Despite the priest’s assurance of a “unanimous consensus” regarding global warming, not all agree.
In 2016, Forbes magazine published an analysis of the oft-repeated claim that 97 percent of scientists believe in anthropogenic climate change and the disastrous effects on civilization if it is not radically curbed.
In reference to a statement by then-Secretary of State John Kerry, that “97 percent of peer-reviewed climate studies confirm that climate change is happening and that human activity is largely responsible,” the article concluded the assertion was “patently wrong.”
“An important consideration in this discussion is that we are attempting to define a single number to represent a range of opinions which have many nuances,” the article noted, while one question is whether the earth is warming, another if humans are responsible, and another is what the future holds.
The article also pondered why 97 percent continues to be widely publicized and defended and why that number seems so important.
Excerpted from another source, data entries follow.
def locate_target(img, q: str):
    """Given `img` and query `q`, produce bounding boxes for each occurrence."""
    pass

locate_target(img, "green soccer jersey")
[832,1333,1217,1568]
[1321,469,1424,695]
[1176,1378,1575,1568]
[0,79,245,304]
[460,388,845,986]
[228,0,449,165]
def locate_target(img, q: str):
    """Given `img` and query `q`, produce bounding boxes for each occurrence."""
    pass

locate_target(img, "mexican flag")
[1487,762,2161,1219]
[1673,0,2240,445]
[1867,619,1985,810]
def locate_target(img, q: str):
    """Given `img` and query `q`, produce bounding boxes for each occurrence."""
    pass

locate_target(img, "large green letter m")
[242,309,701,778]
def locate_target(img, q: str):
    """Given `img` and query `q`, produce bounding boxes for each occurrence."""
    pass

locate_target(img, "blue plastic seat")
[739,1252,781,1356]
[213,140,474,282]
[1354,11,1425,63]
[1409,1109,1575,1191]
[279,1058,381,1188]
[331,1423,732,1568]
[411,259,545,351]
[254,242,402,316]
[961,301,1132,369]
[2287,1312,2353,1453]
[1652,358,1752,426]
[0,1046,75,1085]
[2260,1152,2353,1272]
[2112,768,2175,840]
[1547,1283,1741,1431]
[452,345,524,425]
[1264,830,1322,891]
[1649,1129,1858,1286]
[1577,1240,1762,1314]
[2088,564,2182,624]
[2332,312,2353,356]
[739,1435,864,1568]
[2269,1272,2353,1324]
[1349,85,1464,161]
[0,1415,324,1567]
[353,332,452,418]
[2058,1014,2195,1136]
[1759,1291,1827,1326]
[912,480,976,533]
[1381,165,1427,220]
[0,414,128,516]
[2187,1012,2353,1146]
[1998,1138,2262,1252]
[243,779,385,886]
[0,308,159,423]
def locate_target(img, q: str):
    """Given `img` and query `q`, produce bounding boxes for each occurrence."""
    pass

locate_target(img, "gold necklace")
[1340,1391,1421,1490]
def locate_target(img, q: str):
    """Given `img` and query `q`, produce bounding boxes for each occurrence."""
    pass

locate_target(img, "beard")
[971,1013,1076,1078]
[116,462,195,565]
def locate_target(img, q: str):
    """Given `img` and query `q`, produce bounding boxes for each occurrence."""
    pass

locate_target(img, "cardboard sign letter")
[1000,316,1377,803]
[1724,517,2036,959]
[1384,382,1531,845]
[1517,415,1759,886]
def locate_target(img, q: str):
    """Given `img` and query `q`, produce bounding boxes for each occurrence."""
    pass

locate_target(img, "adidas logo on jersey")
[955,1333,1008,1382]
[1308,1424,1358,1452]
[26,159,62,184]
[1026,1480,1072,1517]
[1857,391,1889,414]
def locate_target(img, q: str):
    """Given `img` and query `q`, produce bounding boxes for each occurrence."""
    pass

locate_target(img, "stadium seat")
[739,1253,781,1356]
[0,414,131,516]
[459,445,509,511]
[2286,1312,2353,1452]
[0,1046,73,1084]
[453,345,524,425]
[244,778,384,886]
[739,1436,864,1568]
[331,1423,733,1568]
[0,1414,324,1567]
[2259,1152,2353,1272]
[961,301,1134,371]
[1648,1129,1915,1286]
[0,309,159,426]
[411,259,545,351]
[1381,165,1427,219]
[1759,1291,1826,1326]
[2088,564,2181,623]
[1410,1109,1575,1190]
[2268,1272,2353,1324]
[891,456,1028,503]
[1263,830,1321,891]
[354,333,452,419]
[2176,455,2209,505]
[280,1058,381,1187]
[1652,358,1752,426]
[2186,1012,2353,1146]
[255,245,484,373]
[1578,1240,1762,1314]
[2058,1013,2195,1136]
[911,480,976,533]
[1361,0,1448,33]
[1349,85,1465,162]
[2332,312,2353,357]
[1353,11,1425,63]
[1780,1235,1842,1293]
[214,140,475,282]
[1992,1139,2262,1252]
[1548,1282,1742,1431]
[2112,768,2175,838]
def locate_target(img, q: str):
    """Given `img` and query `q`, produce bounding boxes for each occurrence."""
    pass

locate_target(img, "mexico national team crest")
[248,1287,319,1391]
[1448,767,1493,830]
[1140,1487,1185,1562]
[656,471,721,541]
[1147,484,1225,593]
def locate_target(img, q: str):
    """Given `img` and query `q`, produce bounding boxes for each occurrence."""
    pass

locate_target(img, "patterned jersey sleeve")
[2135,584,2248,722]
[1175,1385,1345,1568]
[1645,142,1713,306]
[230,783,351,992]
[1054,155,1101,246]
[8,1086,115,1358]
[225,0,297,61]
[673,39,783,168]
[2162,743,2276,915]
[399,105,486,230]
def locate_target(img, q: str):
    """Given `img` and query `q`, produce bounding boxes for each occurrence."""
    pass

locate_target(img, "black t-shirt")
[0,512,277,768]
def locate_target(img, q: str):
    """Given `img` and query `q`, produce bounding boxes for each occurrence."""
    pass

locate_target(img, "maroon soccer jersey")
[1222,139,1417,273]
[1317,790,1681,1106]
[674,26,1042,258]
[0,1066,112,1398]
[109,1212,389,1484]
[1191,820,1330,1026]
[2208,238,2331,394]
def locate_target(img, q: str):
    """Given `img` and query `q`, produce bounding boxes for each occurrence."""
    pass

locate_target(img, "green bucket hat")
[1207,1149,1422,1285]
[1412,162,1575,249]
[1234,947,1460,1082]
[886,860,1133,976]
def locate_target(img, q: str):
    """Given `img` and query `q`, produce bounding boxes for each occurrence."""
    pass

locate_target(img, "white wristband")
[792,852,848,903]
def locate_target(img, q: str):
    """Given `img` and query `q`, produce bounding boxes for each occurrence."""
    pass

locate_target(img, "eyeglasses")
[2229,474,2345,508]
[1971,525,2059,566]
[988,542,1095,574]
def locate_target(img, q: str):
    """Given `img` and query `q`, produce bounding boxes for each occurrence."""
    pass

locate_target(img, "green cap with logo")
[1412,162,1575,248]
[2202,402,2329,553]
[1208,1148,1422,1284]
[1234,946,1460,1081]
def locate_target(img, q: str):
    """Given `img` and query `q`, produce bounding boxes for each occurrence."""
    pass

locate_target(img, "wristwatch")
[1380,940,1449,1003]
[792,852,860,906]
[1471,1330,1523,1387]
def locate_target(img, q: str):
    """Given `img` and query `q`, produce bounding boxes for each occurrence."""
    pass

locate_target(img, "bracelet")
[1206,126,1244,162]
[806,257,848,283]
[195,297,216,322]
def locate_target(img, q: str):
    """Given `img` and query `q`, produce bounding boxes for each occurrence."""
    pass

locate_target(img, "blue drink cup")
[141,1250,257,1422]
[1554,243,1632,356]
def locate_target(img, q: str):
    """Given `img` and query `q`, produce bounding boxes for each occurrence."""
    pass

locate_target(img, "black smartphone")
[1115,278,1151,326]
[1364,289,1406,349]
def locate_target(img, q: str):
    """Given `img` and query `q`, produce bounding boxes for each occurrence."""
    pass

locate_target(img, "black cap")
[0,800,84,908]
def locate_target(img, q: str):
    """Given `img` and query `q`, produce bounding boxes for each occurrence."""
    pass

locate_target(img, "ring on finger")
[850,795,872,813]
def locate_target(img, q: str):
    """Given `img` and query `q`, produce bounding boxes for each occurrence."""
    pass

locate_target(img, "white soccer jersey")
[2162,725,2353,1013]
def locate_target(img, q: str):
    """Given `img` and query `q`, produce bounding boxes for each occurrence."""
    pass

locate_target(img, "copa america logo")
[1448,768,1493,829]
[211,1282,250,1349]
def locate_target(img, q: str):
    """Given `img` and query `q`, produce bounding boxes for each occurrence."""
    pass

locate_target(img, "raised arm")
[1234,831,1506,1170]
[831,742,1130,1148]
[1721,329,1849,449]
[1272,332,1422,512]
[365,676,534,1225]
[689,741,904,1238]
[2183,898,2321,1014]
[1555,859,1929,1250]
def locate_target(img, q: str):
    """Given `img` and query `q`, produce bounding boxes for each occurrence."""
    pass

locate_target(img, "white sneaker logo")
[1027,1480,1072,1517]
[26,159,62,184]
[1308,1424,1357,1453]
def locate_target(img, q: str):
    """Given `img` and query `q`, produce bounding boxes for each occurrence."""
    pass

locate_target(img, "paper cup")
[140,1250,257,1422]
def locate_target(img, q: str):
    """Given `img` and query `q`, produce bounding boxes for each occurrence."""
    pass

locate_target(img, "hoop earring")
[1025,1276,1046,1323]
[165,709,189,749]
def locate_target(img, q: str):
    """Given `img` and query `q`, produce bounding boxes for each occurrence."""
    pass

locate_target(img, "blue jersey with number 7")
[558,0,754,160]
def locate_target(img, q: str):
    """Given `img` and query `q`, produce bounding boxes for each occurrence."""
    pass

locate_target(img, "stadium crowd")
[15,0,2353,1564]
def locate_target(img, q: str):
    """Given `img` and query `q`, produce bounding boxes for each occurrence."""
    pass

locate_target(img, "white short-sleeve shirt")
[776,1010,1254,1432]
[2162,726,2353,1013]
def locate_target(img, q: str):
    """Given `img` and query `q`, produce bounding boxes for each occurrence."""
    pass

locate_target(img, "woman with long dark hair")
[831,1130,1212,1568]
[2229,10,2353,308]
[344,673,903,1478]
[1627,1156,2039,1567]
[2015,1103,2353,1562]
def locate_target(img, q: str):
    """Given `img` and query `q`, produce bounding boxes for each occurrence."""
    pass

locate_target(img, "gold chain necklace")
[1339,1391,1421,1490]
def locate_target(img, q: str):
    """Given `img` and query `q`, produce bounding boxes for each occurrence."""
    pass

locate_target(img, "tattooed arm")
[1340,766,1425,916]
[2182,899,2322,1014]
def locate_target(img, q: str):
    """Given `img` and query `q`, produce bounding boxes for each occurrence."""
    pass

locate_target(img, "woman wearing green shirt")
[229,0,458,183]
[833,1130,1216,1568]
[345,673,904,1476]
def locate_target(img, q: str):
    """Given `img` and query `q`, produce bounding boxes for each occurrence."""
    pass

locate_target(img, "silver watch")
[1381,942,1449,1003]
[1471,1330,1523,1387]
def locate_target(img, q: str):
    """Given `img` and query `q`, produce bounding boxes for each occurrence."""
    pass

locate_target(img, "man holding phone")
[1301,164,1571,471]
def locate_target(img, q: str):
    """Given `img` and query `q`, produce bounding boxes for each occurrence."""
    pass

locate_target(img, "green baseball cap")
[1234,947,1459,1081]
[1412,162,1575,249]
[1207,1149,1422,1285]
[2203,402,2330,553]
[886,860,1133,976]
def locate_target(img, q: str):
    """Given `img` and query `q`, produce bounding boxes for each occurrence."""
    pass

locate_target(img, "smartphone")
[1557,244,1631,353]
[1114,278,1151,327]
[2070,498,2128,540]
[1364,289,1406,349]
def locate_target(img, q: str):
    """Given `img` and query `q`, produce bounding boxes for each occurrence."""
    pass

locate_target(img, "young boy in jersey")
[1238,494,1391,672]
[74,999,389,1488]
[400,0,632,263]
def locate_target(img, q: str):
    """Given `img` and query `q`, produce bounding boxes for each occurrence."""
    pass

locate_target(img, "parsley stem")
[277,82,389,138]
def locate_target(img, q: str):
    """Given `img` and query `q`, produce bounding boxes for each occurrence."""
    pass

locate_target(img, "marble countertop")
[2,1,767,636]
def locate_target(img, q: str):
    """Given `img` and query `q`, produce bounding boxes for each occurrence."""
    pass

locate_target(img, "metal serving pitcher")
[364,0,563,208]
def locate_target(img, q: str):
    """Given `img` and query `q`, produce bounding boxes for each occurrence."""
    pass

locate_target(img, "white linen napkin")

“Perhaps it’s because 97% has marketing value,” it suggested. “It sounds precise and says that only 3% disagree.”
“By implication, that small number who disagree must be out of the mainstream: cranks, chronic naysayers, or shills of the fossil fuel industry,” it added. “They are frequently described as a ‘tiny minority.’”
“It’s not as easy to discount dissenters if the number is 10 or 15 percent,” it noted.